In 1776, I agree. However, in 1860, I have to consider the possibility that there was a monetary interest in ending slavery in order to dislodge Southern landowners from their land so it can be bought up to ensure a perpetual floor price for cotton.
In your second sentence, you said: "I know the South seceded because the North was trying to end slavery..." so I presumed you were tying the Civil War to the North's desire to end slavery, hence your question about ending slavery as a crass tactic to acquire southern land.
I'm suggesting that it was a moral motivation from the very beginning.

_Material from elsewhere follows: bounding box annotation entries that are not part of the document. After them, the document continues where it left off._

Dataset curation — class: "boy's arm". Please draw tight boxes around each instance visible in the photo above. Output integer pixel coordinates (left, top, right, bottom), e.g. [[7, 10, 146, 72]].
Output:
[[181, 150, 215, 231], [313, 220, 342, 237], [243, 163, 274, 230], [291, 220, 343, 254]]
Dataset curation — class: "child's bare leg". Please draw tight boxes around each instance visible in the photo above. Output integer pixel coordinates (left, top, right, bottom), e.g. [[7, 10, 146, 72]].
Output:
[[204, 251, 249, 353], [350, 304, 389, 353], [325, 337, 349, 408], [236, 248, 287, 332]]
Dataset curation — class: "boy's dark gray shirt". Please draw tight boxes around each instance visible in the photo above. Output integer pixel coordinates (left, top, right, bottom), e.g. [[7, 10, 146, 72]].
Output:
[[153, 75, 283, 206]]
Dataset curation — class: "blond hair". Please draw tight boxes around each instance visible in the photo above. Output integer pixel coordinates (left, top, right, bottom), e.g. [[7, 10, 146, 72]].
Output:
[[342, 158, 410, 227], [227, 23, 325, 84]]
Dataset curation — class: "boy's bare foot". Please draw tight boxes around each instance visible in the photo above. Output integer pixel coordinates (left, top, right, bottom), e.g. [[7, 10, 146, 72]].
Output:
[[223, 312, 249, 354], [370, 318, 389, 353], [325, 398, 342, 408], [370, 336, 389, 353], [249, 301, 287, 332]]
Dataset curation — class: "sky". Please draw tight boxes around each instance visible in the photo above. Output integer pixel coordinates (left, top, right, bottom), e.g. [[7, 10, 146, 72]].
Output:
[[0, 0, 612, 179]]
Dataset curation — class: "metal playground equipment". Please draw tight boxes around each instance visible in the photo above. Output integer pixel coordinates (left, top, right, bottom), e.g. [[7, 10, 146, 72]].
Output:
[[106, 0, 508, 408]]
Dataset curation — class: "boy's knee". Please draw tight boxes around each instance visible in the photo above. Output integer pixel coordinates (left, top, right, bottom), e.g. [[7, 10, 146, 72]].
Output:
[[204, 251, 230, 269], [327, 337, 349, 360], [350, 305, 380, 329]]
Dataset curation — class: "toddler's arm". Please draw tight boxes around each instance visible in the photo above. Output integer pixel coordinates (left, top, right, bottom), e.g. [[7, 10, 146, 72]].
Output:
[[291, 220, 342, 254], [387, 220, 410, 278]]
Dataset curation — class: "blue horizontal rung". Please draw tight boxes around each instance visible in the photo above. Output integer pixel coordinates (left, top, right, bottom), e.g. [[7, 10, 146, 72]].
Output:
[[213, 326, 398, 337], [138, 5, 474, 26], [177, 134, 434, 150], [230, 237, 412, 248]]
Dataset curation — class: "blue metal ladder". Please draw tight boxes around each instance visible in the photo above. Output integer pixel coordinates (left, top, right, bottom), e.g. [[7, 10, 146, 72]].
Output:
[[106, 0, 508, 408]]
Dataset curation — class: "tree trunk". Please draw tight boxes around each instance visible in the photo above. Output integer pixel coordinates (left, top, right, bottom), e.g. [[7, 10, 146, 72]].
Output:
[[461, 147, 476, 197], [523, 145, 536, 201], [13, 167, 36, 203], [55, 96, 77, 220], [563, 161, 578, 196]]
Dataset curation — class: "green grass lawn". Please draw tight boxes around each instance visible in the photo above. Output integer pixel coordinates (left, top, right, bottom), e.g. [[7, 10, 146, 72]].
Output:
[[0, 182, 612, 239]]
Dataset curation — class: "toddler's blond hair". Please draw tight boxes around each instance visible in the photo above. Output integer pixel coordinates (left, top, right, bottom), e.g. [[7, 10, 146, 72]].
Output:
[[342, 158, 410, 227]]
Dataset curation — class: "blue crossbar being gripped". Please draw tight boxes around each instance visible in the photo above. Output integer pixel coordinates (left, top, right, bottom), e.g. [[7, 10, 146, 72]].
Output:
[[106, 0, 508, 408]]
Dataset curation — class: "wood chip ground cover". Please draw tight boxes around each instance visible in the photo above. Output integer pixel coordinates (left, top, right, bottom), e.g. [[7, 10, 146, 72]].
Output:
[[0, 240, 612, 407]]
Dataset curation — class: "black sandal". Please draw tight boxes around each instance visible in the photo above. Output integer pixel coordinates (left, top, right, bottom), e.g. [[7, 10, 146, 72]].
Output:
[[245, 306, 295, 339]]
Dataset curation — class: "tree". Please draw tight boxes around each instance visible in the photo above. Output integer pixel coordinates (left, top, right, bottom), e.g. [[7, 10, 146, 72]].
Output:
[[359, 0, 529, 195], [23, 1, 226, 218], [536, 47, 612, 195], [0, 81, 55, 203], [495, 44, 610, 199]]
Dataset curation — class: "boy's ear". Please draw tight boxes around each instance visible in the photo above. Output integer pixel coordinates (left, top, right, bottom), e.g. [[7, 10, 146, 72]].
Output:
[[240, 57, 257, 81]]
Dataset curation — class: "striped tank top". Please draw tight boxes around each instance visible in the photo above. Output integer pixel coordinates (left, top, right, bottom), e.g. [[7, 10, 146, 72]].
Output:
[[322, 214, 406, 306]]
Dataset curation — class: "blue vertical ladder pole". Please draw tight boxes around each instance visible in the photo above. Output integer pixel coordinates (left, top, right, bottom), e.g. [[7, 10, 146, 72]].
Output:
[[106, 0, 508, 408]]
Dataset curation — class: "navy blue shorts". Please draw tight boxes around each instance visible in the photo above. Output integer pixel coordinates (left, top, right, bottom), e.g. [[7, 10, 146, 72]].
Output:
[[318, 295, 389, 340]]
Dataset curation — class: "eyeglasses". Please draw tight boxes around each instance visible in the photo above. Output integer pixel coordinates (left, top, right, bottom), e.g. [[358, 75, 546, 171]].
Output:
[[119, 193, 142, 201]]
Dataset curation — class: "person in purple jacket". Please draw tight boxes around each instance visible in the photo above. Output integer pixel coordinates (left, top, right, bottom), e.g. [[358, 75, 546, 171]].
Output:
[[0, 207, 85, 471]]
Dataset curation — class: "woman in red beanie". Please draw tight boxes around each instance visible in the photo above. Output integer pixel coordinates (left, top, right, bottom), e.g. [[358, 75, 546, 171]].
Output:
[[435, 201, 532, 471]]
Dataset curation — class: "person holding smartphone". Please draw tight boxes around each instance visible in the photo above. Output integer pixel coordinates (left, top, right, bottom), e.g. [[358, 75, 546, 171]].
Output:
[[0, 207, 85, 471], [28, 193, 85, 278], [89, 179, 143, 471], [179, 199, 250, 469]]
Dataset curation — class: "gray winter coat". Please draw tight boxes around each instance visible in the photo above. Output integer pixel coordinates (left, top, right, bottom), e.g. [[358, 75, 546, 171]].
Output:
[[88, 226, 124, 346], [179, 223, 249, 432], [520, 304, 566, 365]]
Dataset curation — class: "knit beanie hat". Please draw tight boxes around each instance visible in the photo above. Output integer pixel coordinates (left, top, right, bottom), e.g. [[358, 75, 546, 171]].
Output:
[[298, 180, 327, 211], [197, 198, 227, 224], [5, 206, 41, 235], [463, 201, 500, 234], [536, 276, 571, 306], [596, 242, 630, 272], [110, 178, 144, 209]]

In 1860, I have to consider the possibility that there was a monetary interest in ending slavery
Why? The post-Revolution abolitionism began in earnest in the 1830s. It had its roots in fundamentalist Quaker movements going back to the late 1600s. New York passed a law making slavey illegal in 1827.
If there was a monetary interest in ending slavery, that's because there was a monetary interest in keeping slavery, too. But the larger, more consequential motivations to end slavery have been brewing for over 100 years by then.
A monetary desire to use the ending slavery to buy up cheap southern land as the main reason for it is not supported by history. Now, carpetbaggers from the north during Reconstruction who used the end of slavery to cheat people out of their property is a different matter.
-PJ
Here you go-— the post war takeover of nearly every river location for building industrial textile mills throughout the South. Provides the economic reality to your question— it was always in their mind to both force the Morrill Tariff as well as prevent export of Southern cotton keeping the price high for NE mills. So yes—it was one outcome of the post war poverty (and elimination of a vast number of the male population).
These same mills, converted to steam driven and further- and then, thanks to LABOR expenses and organizing— shut them all down and moved the industry overseas— like to Indonesia. Bibb Mills in Macon, GA did the same, and many more.